THERMAL PERFORMANCE OF A COMPACT SOLAR ASSISTED HEAT PUMP
2011 - PDF 0.25MB
Document Number: 2011.001
Heat Pumps to supply hot-water for domestic consumption are widely used especially in countries where electric energy is also employed for this purpose. Brazil is a country where most of the domestic hot-water requirements are supplied by electric energy, but basically it is done with electric showers. This solution, although cheap for the user in terms of initial investment, has a strong impact on the generation, transmission and distribution – GTD costs.
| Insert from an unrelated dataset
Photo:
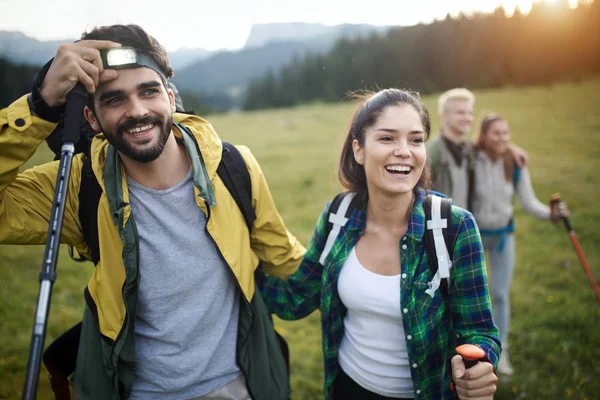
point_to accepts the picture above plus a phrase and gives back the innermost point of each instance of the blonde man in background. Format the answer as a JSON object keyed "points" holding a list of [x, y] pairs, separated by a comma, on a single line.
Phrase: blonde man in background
{"points": [[451, 153]]}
Electric showers have an average power of more than 5 kW, and are a strong contribution to the residential electric energy end use (around 24% in Brazil (Procel/Eletrobras, 2007)). Also, they are partially responsible by the “peak hour” of the power consumption in the residential sector that occurs from 18:00 to 21:00 hours in Brazil. The consumption growth observed in the last years leads to a lack of reliability of the system, and energy efficiency measures are necessary to avoid risks and to postpone investments in GTD. Solar hot-water systems have been used as an effective way to mitigate the problems caused by the intensive use of electric showers, however, this solution faces some problems when used in low-income housing units: absence of hot-water piping, inadequate structure to install collectors and thermal storage, increase of specific thermal energy costs for small systems, and use of an electric shower as the backup system.